Concepts

Théorie systémique, oui, mais théorie systémique qualitative

Cadrage

Le cadrage est la première des opérations méthodologiques à faire lorsque l’on se lance dans une analyse systémique des relations humaines. Il s’agit de se poser la question de savoir quelle est la bonne délimitation des choses à prendre en compte. Le cadrage concerne l’histoire (jusqu’à quand est-il nécessaire de remonter ?) ; il concerne aussi les acteurs (quels sont les personnages et les groupes qu’il faut insérer dans le système à construire ?). Trouver la délimitation pertinente n’est pas forcément évident car on peut ne pas avoir accès à des éléments qui sont essentiels pour le problème à considérer. Un cadrage raté entraîne une analyse fausse puisque le système mis à jour sera incomplet. Il a été démontré qu’un cadrage ne permet d’atteindre que certains problèmes et que chaque problème est lié à un cadre particulier. Par exemple, pour un problème de management, il faudra prendre un cadre qui inclut les managers qui peuvent être en relation avec le problème. Normalement, l’enquête permet de délimiter progressivement le cadre pertinent puisque les acteurs font référence à ce qui concerne le problème à traiter.

 

Acteur social 
Dans une situation, on appelle « acteur social » toute entité socio-humaine qui prend part à la situation. Il s’agit donc aussi bien d’un individu (le manager), d’un groupe (l’équipe de direction), d’un regroupement institutionnel (un service, un département) ou encore d’une organisation toute entière (l’association X, l’entreprise Y). Ces entités collectives sont constituées comme acteurs parce qu’elles se comportent comme des êtres humains ou des groupes humains : elles ont des « conduites collectives », elles réagissent globalement, elles produisent des expressions qui peuvent être analysées comme des communications.
 
 

Acteur généralisé

Dans une situation que l’on doit analyser du point de vue de la systémique qualitative, on appelle d’abord « acteur » toute entité socio-humaine qui prend part à la situation. Il s’agit donc aussi bien d’un individu (le manager), d’un groupe (l’équipe de direction), d’un regroupement institutionnel (un service, un département) ou encore d’une organisation toute entière (l’association X, l’entreprise Y). Les entités collectives sont constituées comme acteurs parce qu’elles se comportent comme des être humains ou des groupes humains : elles ont des « conduites collectives », elles réagissent globalement, elles produisent des « expressions » qui peuvent être analysées comme des communications généralisées.

 

Catégorisation des échanges

L’analyse systémique qualitative prend sa place dans l’ensemble des méthodes qualitatives que les sciences humaines mettent à la disposition des chercheurs et des analystes. Comme toutes les méthodes qualitatives, l’analyse systémique qualitative comporte une étape fondamentale qui est le passage du corpus des données brutes à la catégorisation - classification de ces données.  Cette opération de réduction et de synthèse est orientée par l’idée d’arriver à une modélisation rendant compréhensible le fonctionnement des phénomènes d’échange.

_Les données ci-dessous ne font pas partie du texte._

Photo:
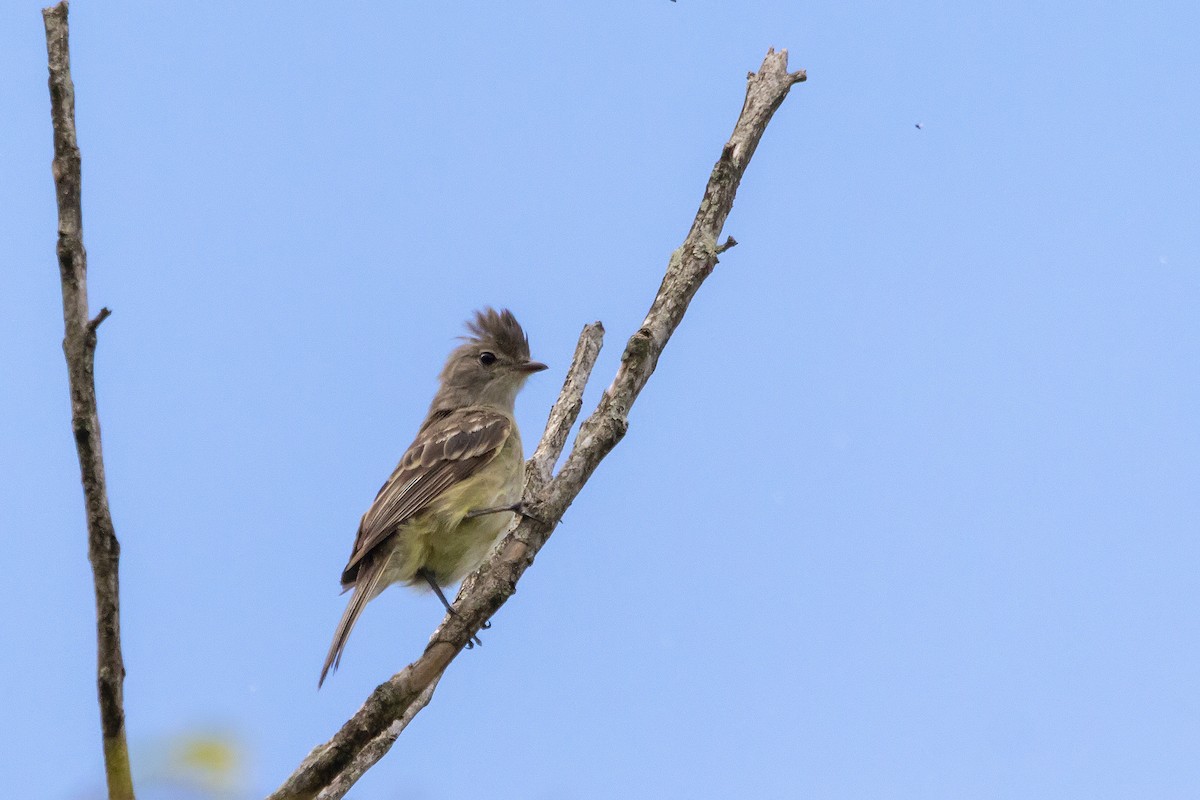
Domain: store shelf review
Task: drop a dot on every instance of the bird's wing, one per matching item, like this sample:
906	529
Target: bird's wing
448	451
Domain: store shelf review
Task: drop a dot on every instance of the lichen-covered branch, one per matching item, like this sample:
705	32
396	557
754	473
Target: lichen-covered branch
79	346
330	769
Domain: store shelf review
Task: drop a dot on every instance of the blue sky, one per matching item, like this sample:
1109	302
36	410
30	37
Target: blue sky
909	510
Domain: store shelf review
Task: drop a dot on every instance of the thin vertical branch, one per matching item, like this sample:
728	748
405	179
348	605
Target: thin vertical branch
329	770
79	347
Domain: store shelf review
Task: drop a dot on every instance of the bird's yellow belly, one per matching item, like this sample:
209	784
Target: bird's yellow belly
443	541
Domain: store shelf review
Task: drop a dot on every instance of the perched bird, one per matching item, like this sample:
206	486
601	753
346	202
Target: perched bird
457	485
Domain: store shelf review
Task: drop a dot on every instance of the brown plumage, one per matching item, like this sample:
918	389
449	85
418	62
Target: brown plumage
467	457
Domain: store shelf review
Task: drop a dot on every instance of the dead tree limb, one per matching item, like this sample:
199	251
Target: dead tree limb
330	769
79	346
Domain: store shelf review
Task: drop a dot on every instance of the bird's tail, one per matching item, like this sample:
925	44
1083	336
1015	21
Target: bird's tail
365	588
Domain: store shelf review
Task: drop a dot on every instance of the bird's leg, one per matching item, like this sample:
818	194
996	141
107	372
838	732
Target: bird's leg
516	507
433	584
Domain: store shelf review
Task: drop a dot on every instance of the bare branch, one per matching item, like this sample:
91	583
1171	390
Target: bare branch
79	346
490	587
567	409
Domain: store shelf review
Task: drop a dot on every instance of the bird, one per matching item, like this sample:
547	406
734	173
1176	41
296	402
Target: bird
456	487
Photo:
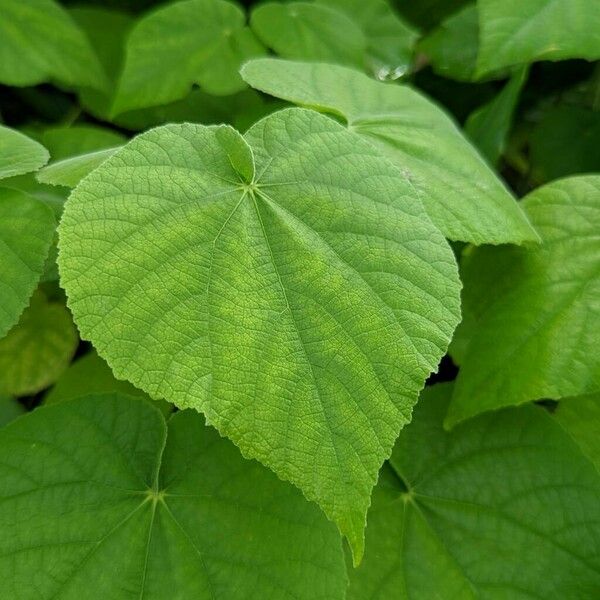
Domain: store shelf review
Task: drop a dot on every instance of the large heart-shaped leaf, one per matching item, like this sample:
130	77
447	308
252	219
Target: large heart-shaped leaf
310	31
504	506
40	42
26	232
522	31
289	285
99	498
19	154
462	195
184	43
530	327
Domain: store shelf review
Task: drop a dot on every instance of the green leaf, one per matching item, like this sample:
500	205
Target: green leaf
40	42
462	195
310	31
514	32
289	286
580	417
490	124
530	315
91	375
10	409
573	127
390	40
185	43
240	110
19	154
504	506
66	142
428	13
38	349
71	171
26	232
101	499
81	149
452	47
107	31
88	375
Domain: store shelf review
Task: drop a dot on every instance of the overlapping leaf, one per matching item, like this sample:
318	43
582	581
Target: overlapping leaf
452	47
26	233
580	417
530	327
100	498
37	350
88	375
461	193
289	285
40	42
181	44
504	506
310	31
70	171
390	39
490	124
514	32
19	154
10	409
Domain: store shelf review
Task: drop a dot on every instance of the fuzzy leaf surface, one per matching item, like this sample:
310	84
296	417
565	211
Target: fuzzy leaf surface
189	42
461	194
503	506
38	349
530	326
103	490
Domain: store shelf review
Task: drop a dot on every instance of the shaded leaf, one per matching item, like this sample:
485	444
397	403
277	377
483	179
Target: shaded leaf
529	329
19	154
504	506
490	124
100	491
107	30
514	32
580	417
452	47
10	409
390	40
310	31
189	42
26	233
70	171
565	127
36	351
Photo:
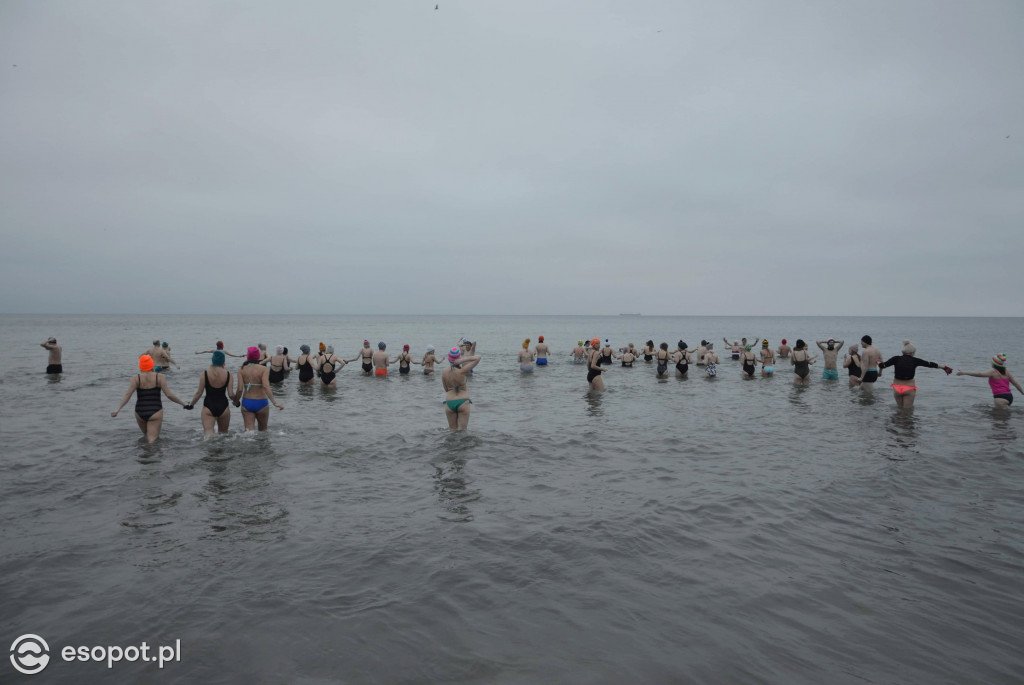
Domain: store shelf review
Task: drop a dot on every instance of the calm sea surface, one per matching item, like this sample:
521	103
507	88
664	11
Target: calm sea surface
665	531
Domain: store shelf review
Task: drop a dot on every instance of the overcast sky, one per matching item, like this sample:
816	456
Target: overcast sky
668	158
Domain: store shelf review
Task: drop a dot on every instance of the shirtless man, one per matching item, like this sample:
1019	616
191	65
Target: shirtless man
429	359
869	357
53	365
381	360
783	350
829	352
542	351
366	355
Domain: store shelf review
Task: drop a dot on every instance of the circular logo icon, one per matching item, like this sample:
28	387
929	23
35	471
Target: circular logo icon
29	654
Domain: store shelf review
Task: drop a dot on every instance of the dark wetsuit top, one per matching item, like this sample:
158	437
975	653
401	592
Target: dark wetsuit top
147	400
904	366
802	369
306	371
328	376
215	398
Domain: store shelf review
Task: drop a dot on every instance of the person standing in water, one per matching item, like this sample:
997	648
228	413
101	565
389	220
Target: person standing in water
594	370
404	359
329	365
829	354
851	361
147	385
869	358
999	379
525	357
53	365
457	401
904	366
783	350
767	359
381	359
216	383
305	367
253	392
429	359
542	351
801	361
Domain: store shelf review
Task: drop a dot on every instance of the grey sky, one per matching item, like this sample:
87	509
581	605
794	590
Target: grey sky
667	158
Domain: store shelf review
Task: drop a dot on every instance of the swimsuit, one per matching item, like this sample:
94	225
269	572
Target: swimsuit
1000	389
216	398
454	404
146	400
254	405
327	377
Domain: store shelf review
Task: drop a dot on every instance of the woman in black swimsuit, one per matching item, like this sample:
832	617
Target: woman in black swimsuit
147	385
305	365
214	382
801	361
663	356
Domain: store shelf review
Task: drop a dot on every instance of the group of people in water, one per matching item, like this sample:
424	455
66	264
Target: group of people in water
252	386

Dans la méthode de l’analyse systémique qualitative, on part d’un ensemble de « communications récurrentes » entre chaque acteur et on cherche à les catégoriser. On aboutit ainsi à ce que l’on appelle une « forme » d’échange (ou de communication). Tel échange est dit « formellement identique » à tel autre, lorsqu’à travers un contenu concret différent, l’échange en question « ressemble » ou est « analogique » à tel autre. Autrement dit, il est porteur d’un même « genre » d’échange. On peut, par exemple, critiquer quelqu’un avec de nombreux contenus différents ; mais la « critique » de ce quelqu’un, est la « forme » de l’ensemble des communications concrètes, critiques, que l’on a avec lui. La catégorie nommée « critique », désigne donc un ensemble de communications récurrentes (qui se répètent) entre les acteurs en question.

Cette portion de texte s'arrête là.